Cada dia que passa isso se agrava mais. Tivemos uma reunião na terça-feira à qual compareceram quase 2 mil moradores. Pautamos dois itens pelos quais iremos lutar.
O primeiro é o processo de descomissionamento da Barragem Casa de Pedra, que até hoje não foi apresentado pela empresa; muito pelo contrário, a empresa quer alteá-la em 11 metros, e há pessoas morando a 200 metros. E a empresa tem processo que já está correndo. Olhem a responsabilidade dela! Que responsabilidade ela tem? Eu não vejo responsabilidade numa situação dessas. Portanto, o primeiro item da pauta é o descomissionamento da Barragem Casa de Pedra, que tem 50 milhões de metros cúbicos de rejeitos. A comunidade também não quer um projeto qualquer, porque sabemos que descomissionar uma barragem não é uma coisa fácil nem rápida. Segundo dados de especialistas, até hoje, no mundo todo, não foi descomissionada nenhuma barragem de 50 milhões de metros cúbicos de rejeitos. Portanto, o projeto pode dar certo, mas também pode dar errado. Então, nós não queremos um projeto qualquer; queremos um projeto de descomissionamento que respeite a população e garanta sua segurança.

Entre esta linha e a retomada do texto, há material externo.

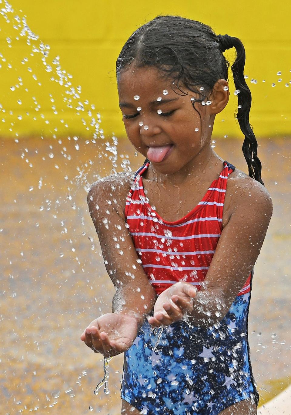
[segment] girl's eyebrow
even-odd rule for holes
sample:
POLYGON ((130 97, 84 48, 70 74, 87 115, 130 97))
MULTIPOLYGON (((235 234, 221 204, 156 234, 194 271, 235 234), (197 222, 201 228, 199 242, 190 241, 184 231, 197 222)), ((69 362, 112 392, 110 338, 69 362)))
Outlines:
MULTIPOLYGON (((179 98, 168 98, 167 99, 163 99, 161 101, 157 101, 156 100, 155 100, 154 101, 152 101, 150 103, 150 105, 156 107, 158 105, 162 105, 162 104, 166 104, 167 103, 177 101, 178 99, 179 98)), ((126 102, 119 103, 119 107, 122 107, 124 108, 136 108, 137 105, 138 105, 137 103, 135 105, 126 102)))

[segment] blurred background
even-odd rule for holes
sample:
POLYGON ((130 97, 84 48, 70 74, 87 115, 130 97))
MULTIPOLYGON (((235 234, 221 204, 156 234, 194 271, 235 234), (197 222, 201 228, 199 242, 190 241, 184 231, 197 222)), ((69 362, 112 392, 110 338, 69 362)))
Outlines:
MULTIPOLYGON (((245 46, 250 122, 274 205, 249 317, 260 404, 291 383, 290 12, 289 3, 261 0, 0 0, 1 414, 120 413, 122 356, 110 362, 110 394, 96 396, 103 359, 80 340, 114 292, 87 193, 100 177, 143 162, 126 137, 115 65, 132 32, 160 14, 199 20, 245 46)), ((231 65, 234 50, 225 53, 231 65)), ((213 145, 247 172, 230 68, 228 76, 213 145)))

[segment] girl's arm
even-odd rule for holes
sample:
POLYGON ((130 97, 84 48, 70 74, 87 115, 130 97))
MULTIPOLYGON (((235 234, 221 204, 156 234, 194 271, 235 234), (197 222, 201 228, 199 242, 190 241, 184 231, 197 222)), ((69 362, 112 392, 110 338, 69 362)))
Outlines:
POLYGON ((133 315, 141 325, 153 308, 156 296, 125 222, 124 207, 130 189, 125 174, 105 178, 91 186, 87 202, 106 269, 116 290, 112 312, 133 315))
MULTIPOLYGON (((166 301, 164 303, 164 303, 161 304, 162 298, 159 298, 154 317, 148 319, 154 327, 180 320, 185 310, 195 325, 213 325, 224 317, 243 286, 261 250, 272 204, 265 188, 246 175, 239 176, 231 181, 229 179, 228 186, 231 195, 229 213, 226 214, 229 219, 221 232, 201 290, 195 296, 189 284, 179 283, 179 288, 178 284, 175 284, 179 293, 175 292, 175 286, 172 286, 169 299, 165 296, 166 301)), ((168 289, 169 292, 171 288, 168 289)))

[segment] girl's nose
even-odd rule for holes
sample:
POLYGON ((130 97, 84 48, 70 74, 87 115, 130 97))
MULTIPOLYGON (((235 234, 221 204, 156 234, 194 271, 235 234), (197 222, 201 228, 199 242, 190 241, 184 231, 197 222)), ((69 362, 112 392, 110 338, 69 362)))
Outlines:
POLYGON ((161 129, 158 125, 153 122, 147 123, 143 121, 142 125, 140 124, 139 132, 141 135, 146 137, 151 137, 156 134, 159 134, 161 131, 161 129))

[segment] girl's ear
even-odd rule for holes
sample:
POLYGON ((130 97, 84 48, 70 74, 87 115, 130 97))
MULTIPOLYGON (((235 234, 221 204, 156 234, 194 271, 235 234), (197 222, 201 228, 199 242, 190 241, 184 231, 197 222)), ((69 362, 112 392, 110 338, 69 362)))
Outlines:
POLYGON ((226 106, 230 95, 228 88, 228 84, 225 79, 218 79, 215 83, 209 98, 212 101, 211 105, 209 106, 211 114, 218 114, 226 106))

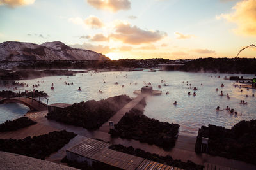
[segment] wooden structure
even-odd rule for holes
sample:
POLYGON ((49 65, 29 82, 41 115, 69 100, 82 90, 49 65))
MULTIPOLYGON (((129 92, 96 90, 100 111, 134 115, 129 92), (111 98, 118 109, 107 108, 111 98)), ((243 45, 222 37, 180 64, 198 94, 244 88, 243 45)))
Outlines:
POLYGON ((71 104, 62 103, 54 103, 48 106, 48 112, 58 111, 69 106, 71 104))
POLYGON ((162 67, 162 69, 164 71, 177 71, 179 70, 180 68, 184 66, 184 64, 159 64, 158 66, 162 67))
POLYGON ((141 95, 141 94, 149 94, 149 95, 161 95, 162 91, 153 90, 153 87, 150 86, 144 86, 141 88, 141 90, 136 90, 133 92, 134 94, 141 95))
POLYGON ((0 103, 19 103, 27 106, 30 108, 30 110, 34 110, 36 111, 44 111, 47 110, 47 106, 46 104, 29 97, 17 97, 3 99, 0 101, 0 103))
POLYGON ((141 88, 141 93, 146 93, 152 94, 153 92, 153 87, 150 86, 144 86, 141 88))
POLYGON ((111 144, 88 138, 67 150, 67 158, 86 161, 89 166, 100 163, 109 168, 121 169, 180 169, 123 152, 109 149, 111 144))
POLYGON ((225 167, 220 165, 210 164, 208 162, 204 163, 204 170, 236 170, 237 169, 234 169, 231 167, 225 167))

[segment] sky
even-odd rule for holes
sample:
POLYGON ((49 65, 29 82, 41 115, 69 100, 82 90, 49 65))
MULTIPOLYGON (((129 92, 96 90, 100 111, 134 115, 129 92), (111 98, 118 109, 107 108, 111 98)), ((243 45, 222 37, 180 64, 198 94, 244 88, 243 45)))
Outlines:
POLYGON ((60 41, 111 59, 235 57, 256 45, 256 0, 0 0, 8 41, 60 41))

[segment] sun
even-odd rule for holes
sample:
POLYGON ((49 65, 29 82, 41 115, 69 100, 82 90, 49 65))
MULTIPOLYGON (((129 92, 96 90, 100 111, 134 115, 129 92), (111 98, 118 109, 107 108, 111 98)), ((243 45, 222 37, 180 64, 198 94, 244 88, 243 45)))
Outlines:
POLYGON ((105 54, 106 56, 109 57, 111 60, 118 60, 120 59, 120 55, 118 53, 108 53, 107 54, 105 54))

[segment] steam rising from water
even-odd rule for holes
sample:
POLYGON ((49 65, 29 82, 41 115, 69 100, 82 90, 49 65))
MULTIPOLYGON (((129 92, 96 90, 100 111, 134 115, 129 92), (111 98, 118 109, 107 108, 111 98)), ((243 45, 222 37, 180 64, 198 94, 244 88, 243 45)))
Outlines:
MULTIPOLYGON (((28 90, 33 90, 32 85, 38 84, 39 81, 40 87, 35 89, 47 92, 49 96, 50 104, 73 104, 75 102, 90 99, 97 101, 120 94, 127 94, 131 97, 135 97, 136 95, 134 94, 133 92, 144 86, 144 82, 150 82, 154 89, 162 90, 163 94, 161 96, 147 97, 144 114, 161 122, 177 123, 180 125, 180 133, 196 135, 198 129, 201 125, 211 124, 230 128, 240 120, 256 118, 256 97, 252 97, 253 93, 256 94, 256 90, 250 89, 247 91, 246 89, 243 89, 243 92, 241 93, 241 89, 232 86, 234 81, 223 80, 225 76, 228 77, 229 75, 163 71, 133 71, 122 73, 91 72, 77 74, 75 76, 69 78, 45 77, 22 80, 20 82, 28 83, 29 87, 28 90), (212 77, 209 77, 209 75, 212 77), (218 78, 219 75, 221 78, 218 78), (165 80, 165 83, 161 83, 162 80, 165 80), (44 83, 41 83, 42 81, 44 81, 44 83), (74 85, 65 85, 65 81, 73 82, 74 85), (182 81, 184 81, 184 83, 182 83, 182 81), (196 87, 198 89, 195 91, 196 96, 188 96, 188 92, 193 94, 194 91, 192 89, 187 89, 189 85, 186 85, 186 81, 188 81, 189 85, 191 83, 192 87, 196 87), (118 82, 118 84, 115 85, 115 82, 118 82), (51 90, 52 83, 54 84, 54 90, 51 90), (138 84, 136 85, 135 83, 138 84), (169 85, 164 86, 164 83, 169 85), (203 84, 202 86, 200 85, 201 83, 203 84), (223 88, 220 87, 221 83, 225 85, 223 88), (122 85, 124 85, 124 87, 122 85), (158 89, 158 85, 162 85, 162 88, 158 89), (82 89, 81 92, 77 91, 79 87, 82 89), (217 87, 220 89, 218 92, 215 91, 217 87), (99 90, 102 90, 102 93, 99 93, 99 90), (220 90, 223 91, 224 95, 229 93, 230 99, 228 99, 226 96, 220 96, 220 90), (169 92, 169 95, 165 94, 167 91, 169 92), (246 94, 249 97, 246 97, 246 94), (248 105, 239 104, 240 100, 247 101, 248 105), (174 101, 177 101, 178 104, 176 106, 172 104, 174 101), (234 108, 235 111, 237 111, 239 115, 230 115, 226 111, 216 113, 215 109, 217 106, 221 109, 229 106, 234 108)), ((237 76, 243 76, 244 78, 253 77, 253 75, 237 76)), ((2 110, 3 108, 0 108, 0 112, 3 112, 2 110)), ((23 112, 22 114, 24 113, 25 113, 23 112)))

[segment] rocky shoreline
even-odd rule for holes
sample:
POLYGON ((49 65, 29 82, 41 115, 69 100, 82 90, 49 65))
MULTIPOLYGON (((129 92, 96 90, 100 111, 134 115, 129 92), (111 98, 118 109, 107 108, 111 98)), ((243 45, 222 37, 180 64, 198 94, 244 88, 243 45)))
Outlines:
POLYGON ((139 140, 170 149, 175 145, 179 127, 177 124, 150 118, 138 110, 132 110, 125 113, 109 133, 114 136, 139 140))
POLYGON ((0 150, 44 160, 76 136, 63 130, 23 139, 0 139, 0 150))
POLYGON ((120 95, 98 101, 75 103, 62 110, 48 113, 47 117, 88 129, 95 129, 131 101, 128 96, 120 95))
POLYGON ((0 132, 8 132, 33 125, 36 122, 33 121, 28 117, 21 117, 14 120, 7 120, 0 124, 0 132))
POLYGON ((202 166, 197 165, 189 160, 188 160, 187 162, 183 162, 180 160, 173 159, 170 155, 166 157, 159 156, 141 149, 134 149, 132 146, 125 147, 122 145, 113 145, 109 148, 183 169, 203 169, 202 166))
POLYGON ((44 92, 44 91, 35 90, 35 92, 21 92, 20 94, 14 92, 11 90, 2 90, 0 91, 0 98, 9 98, 9 97, 16 97, 20 96, 28 96, 30 97, 39 97, 39 96, 47 97, 47 93, 44 92))

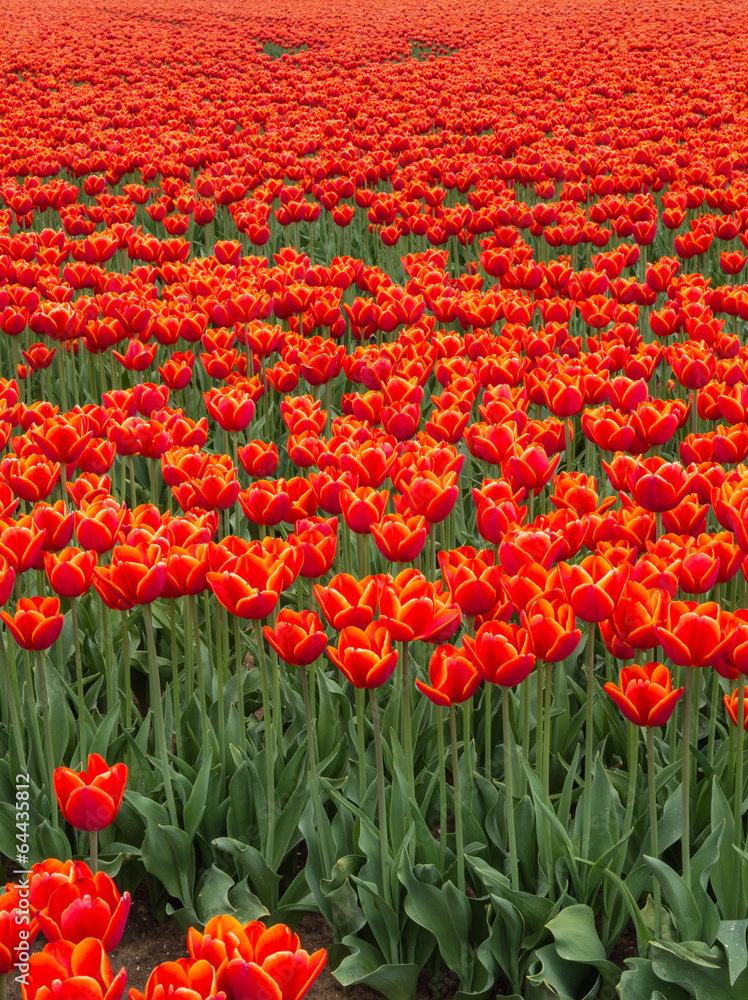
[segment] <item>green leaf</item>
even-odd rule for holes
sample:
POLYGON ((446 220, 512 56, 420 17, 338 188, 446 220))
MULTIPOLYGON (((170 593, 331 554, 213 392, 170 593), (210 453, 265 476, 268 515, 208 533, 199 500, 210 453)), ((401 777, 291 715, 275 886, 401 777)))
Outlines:
POLYGON ((748 920, 723 920, 719 925, 717 940, 724 945, 730 986, 735 985, 738 976, 748 968, 748 948, 746 948, 748 920))
POLYGON ((343 944, 351 954, 334 970, 341 986, 370 986, 387 1000, 412 1000, 420 972, 417 965, 388 965, 374 945, 353 934, 343 944))
POLYGON ((184 807, 184 828, 190 841, 195 839, 197 828, 205 812, 205 802, 208 797, 208 783, 210 781, 210 757, 206 757, 197 781, 193 785, 190 797, 184 807))
POLYGON ((146 871, 163 883, 170 896, 183 906, 192 905, 195 883, 195 852, 184 830, 149 823, 141 858, 146 871))
POLYGON ((645 855, 644 862, 662 887, 681 940, 697 941, 701 933, 701 912, 691 890, 680 875, 659 858, 645 855))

O segundo item pela qual estamos lutando é que, durante o processo de descomissionamento da barragem, os moradores que moram abaixo dela sejam realocados para outras residências até que ele seja finalizado.
Essas são as duas demandas que definimos nessa reunião. Graças a Deus, a participação foi muito boa. Depois dessa reunião de terça-feira, a população passou a estar conosco, lutando. E estamos aqui para pedir o apoio de vocês, que é muito importante. Nós estamos trabalhando com a prevenção.
Eu acredito que hoje o Estado de Minas Gerais está sentado em cima de uma bomba. Se isso não for resolvido, o Estado de Minas Gerais vai para o saco. Desculpem-me o termo usado, mas é a forma mais fácil de me fazer entender. O Estado de Minas Gerais está sentado em cima de uma bomba. Então, precisamos de vocês para resolver esse problema. Vejam bem, a empresa pressiona o Estado. O nosso amigo falou da questão financeira, mas existe o povo. Como vamos fazer? O povo precisa trabalhar, o Estado precisa funcionar. Então, a situação é séria.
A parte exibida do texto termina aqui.